Slave causes child process to hang

Got another slave issue that has been showing up on various slaves for awhile now (this is using 6.2.0 on Linux). Here’s the situation on one slave that’s currently stuck like this:

  • Slave has been running for a little over 6 days (i.e. not long).
  • From the user’s perspective, it finishes a task, dequeues another task, starts the child process, and then everything just stops.
  • The process it spawns is doing some bootstrapping, and then starting a Maya render process (this is a custom plugin).
  • Memory usage is not high.

The process tree looks roughly like this:

slave \_ bash \_ python \_ maya

  • When inspecting the tree of processes using strace, it appears that the slave is failing to properly flush or otherwise handle output from its child process(es).
  • The Maya process is blocked on a write syscall (trying to write some of its normal process output to stdout during startup).
  • The slave and launcher processes are both sitting on futex(xxx, FUTEX_WAIT_PRIVATE, ...) syscalls.
  • Most tellingly: The output shown in the slave log (when connecting remotely or just tail-ing its local log file) is not up to date with the latest output from the child processes.

If I cancel one of these stuck tasks (or it times out after being stuck for the duration of the job’s task timeout), the slave sometimes picks up its next task without incident, even if that ends up being the same task.

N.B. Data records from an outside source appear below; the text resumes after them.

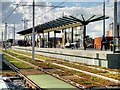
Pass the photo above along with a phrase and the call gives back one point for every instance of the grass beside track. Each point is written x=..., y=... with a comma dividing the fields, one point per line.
x=74, y=65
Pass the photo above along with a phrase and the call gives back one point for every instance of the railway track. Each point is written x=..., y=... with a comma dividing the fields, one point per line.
x=89, y=73
x=28, y=82
x=43, y=70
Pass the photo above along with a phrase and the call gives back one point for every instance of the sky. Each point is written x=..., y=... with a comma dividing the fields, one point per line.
x=45, y=14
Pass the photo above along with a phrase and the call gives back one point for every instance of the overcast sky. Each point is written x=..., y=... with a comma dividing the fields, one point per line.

Other times, the hanging behavior will repeat itself, wasting another N hours.

Hey sir! Sorry for the delay here, I meant to respond yesterday morning.

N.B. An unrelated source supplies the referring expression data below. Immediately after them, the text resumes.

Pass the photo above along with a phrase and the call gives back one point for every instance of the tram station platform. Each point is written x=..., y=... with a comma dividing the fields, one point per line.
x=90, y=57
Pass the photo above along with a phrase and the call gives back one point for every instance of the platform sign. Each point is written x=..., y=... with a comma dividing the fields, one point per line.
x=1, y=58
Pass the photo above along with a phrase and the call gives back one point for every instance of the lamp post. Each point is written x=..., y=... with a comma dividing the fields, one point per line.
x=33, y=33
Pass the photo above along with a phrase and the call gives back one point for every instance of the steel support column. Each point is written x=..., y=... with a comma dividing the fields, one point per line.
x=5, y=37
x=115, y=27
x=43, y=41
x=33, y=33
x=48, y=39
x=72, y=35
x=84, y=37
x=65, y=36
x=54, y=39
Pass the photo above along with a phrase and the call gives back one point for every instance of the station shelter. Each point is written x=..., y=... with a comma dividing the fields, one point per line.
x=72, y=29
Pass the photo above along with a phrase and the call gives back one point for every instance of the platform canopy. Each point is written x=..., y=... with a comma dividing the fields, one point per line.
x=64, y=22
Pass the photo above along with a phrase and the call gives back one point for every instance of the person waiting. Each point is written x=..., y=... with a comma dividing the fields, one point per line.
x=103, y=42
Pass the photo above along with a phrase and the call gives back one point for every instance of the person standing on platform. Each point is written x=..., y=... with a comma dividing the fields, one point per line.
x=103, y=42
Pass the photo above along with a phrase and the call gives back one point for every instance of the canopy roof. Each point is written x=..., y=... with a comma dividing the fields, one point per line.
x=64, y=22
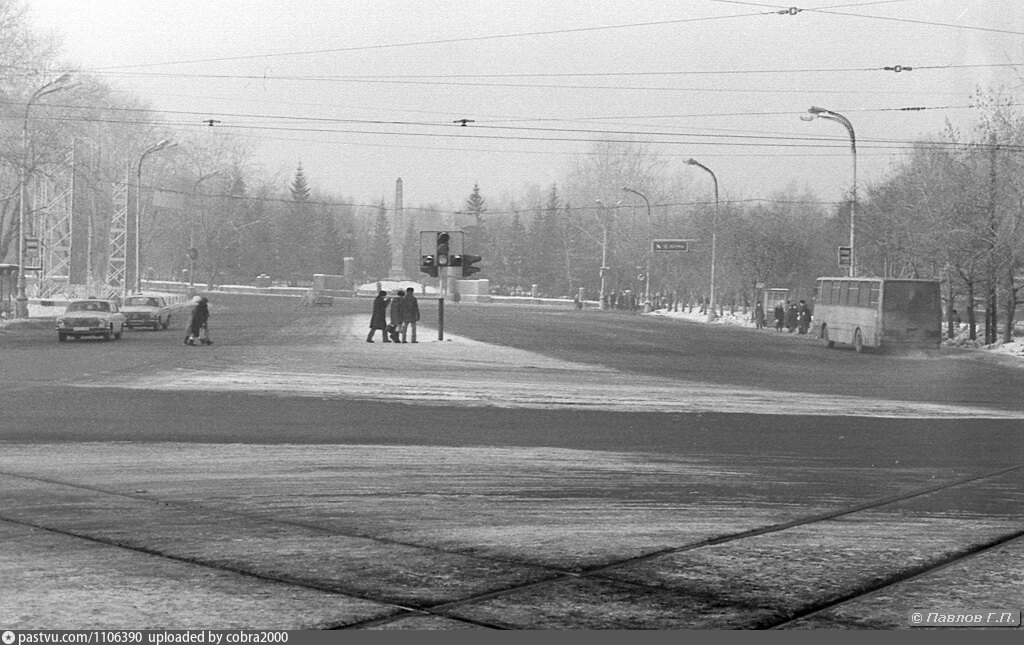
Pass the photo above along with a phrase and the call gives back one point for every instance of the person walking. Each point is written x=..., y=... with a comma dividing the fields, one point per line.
x=378, y=319
x=198, y=323
x=803, y=317
x=410, y=312
x=791, y=317
x=397, y=306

Thanks for being so thorough here. I guess the next step is working through each part of the chain. I’ve seen weird problems with standard output going missing for Python running through Bash.

Would you be willing to post an example of this chain for me so I can try running it on our farm? Basically just the Bash and Python scripts.

I’m bad for missing forum stuff, so if you ever need to ping me, you can send things over to edwinamsler@thinkboxsoftware.com.

Hey Edwin, no worries about the delay. I’m going to follow up with you via email.